Haley Hogan, a sophomore exercise and sports science major, also said she sees many who cut across the grass. But she always tries to do the right thing and walk on the sidewalks because this is what they are for.
“It’s really hard to see people walk on [the grass],” Hogan said. “You can see it’s all dead over here by the English building. That’s because people … want to cut the corners of things.”
Emma Wood, a junior chemical engineering major, said the paths may save a few seconds but make Tech’s campus look bad, even though the university spends much time and money to beautify it.
Charles Leatherwood, managing director of Tech’s Grounds Maintenance Department, said his team works 40 hours a week on upkeep and has identified many areas where paths have formed. The issue has been discussed by the Traffic and Pedestrian Awareness Committee, but an all-encompassing solution is yet to be found.
Hogan said she believes the problem could be remedied by raising awareness through information sessions.
“We could stop it if we could grow the grass back … and show people this is why there’s a sidewalk because you’re killing grass,” Hogan said.
Both she and Wood also suggested putting up signs encouraging students to not walk on the grass.
The Grounds Maintenance Department, however, uses a more subtle approach.

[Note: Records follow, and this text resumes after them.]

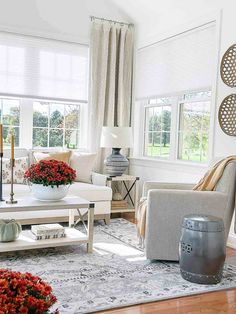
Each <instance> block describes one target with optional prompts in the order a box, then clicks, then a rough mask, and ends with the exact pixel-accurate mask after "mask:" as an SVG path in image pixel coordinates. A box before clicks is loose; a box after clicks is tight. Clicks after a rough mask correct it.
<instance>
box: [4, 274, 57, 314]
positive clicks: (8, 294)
mask: <svg viewBox="0 0 236 314" xmlns="http://www.w3.org/2000/svg"><path fill="white" fill-rule="evenodd" d="M56 301H57V299H56V297H55V296H54V295H53V294H52V288H51V287H50V286H49V285H48V284H47V283H46V282H44V281H43V280H42V279H41V278H39V277H37V276H33V275H32V274H30V273H20V272H14V271H11V270H8V269H0V314H5V313H22V314H46V313H54V314H58V313H59V312H58V310H56V311H54V312H50V308H51V307H52V305H53V304H55V303H56Z"/></svg>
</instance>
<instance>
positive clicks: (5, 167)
mask: <svg viewBox="0 0 236 314" xmlns="http://www.w3.org/2000/svg"><path fill="white" fill-rule="evenodd" d="M28 168H29V158H28V157H19V158H16V159H15V167H14V172H13V183H15V184H25V183H26V180H25V179H24V174H25V172H26V170H27V169H28ZM2 182H3V183H11V166H10V159H9V158H3V161H2Z"/></svg>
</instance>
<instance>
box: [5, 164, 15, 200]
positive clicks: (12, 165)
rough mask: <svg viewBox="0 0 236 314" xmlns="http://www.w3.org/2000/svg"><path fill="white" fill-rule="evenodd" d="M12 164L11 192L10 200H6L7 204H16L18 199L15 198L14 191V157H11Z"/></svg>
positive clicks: (10, 194)
mask: <svg viewBox="0 0 236 314" xmlns="http://www.w3.org/2000/svg"><path fill="white" fill-rule="evenodd" d="M10 166H11V193H10V200H9V201H6V203H7V204H16V203H17V201H16V200H14V192H13V174H14V172H13V170H14V167H15V159H14V158H11V159H10Z"/></svg>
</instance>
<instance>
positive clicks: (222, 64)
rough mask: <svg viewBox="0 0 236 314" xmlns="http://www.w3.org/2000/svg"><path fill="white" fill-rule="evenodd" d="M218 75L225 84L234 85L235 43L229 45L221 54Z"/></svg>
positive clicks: (235, 71)
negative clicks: (219, 76)
mask: <svg viewBox="0 0 236 314" xmlns="http://www.w3.org/2000/svg"><path fill="white" fill-rule="evenodd" d="M220 75H221V78H222V80H223V82H224V83H225V84H226V85H228V86H230V87H236V44H234V45H232V46H231V47H229V49H228V50H227V51H226V52H225V54H224V55H223V58H222V60H221V65H220Z"/></svg>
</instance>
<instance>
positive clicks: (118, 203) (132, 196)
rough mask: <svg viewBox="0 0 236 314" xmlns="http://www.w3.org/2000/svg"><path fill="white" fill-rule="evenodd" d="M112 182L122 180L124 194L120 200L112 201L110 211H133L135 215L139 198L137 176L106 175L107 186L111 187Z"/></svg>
mask: <svg viewBox="0 0 236 314" xmlns="http://www.w3.org/2000/svg"><path fill="white" fill-rule="evenodd" d="M112 182H122V186H123V187H124V196H123V199H122V200H121V201H112V206H111V213H130V212H134V213H135V217H136V212H137V208H138V200H139V198H138V193H139V177H135V176H131V175H122V176H107V186H109V187H112ZM124 201H127V206H124ZM119 204H120V206H119Z"/></svg>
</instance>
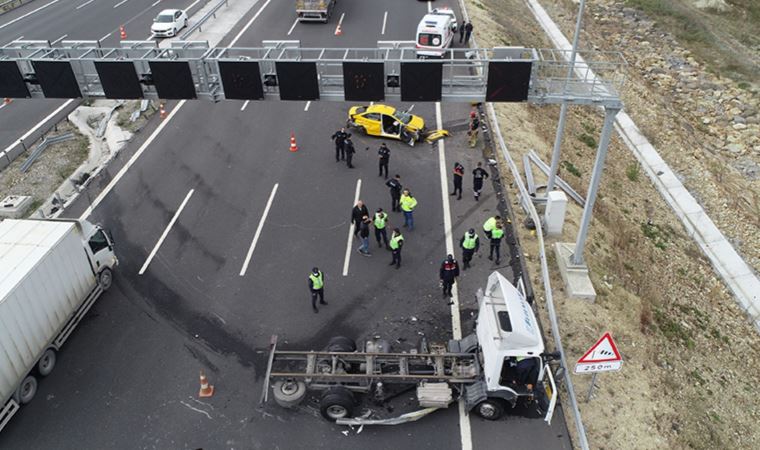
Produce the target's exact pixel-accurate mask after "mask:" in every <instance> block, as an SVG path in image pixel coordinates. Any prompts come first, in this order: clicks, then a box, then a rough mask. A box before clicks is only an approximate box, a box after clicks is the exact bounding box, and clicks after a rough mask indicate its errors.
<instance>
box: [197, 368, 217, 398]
mask: <svg viewBox="0 0 760 450" xmlns="http://www.w3.org/2000/svg"><path fill="white" fill-rule="evenodd" d="M212 395H214V386H211V385H209V384H208V378H206V374H204V373H203V371H202V370H201V390H200V392H198V397H200V398H206V397H211V396H212Z"/></svg>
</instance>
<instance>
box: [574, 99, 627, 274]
mask: <svg viewBox="0 0 760 450" xmlns="http://www.w3.org/2000/svg"><path fill="white" fill-rule="evenodd" d="M619 111H620V108H609V107H608V108H605V109H604V125H603V126H602V135H601V136H600V137H599V147H598V148H597V150H596V161H594V171H593V172H592V173H591V181H590V182H589V187H588V194H587V195H586V206H585V207H584V208H583V216H582V217H581V227H580V230H578V239H577V240H576V241H575V251H574V252H573V256H572V258H571V259H572V263H573V264H575V265H582V264H583V246H584V245H586V237H587V235H588V226H589V223H590V222H591V214H592V213H593V211H594V201H595V200H596V193H597V191H598V190H599V181H601V179H602V171H603V170H604V158H606V157H607V147H608V146H609V143H610V137H611V136H612V129H613V126H614V124H615V115H617V113H618V112H619Z"/></svg>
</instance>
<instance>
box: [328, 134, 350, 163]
mask: <svg viewBox="0 0 760 450" xmlns="http://www.w3.org/2000/svg"><path fill="white" fill-rule="evenodd" d="M347 137H348V133H346V129H345V128H341V129H340V130H338V131H336V132H335V133H334V134H333V135H332V136H330V139H332V140H333V141H335V162H339V161H340V160H342V159H346V152H345V151H344V150H343V144H344V142H345V141H346V138H347Z"/></svg>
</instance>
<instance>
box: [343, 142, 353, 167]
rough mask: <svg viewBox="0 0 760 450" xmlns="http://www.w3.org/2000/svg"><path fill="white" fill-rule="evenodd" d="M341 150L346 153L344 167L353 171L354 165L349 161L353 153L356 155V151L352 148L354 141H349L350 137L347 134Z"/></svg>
mask: <svg viewBox="0 0 760 450" xmlns="http://www.w3.org/2000/svg"><path fill="white" fill-rule="evenodd" d="M343 150H345V152H346V165H347V166H348V168H349V169H353V168H354V165H353V164H351V161H353V159H354V153H356V149H355V148H354V141H352V140H351V135H350V134H349V135H348V136H347V137H346V140H345V141H344V142H343Z"/></svg>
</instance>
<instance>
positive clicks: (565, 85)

It sets up natural barriers to keep pedestrians from walking through paths in the grass. These include landscape boulders, flower beds or trees, Leatherwood said.
The department is also planning on installing new sidewalks, pending funds availability. The new walkways will be on the east side of Bledsoe Residence Hall, from the Z-1 parking lot to Main Street, as well as near the National Wind Institute and the Carpenter/Wells Complex.
Because the paths in the grass reflect high traffic, the addition of sidewalks is expected to decrease their use, Leatherwood said.
Hogan plans to keep using the sidewalks.
“I was always raised to make sure the grass is clean and taken care of,” Hogan said.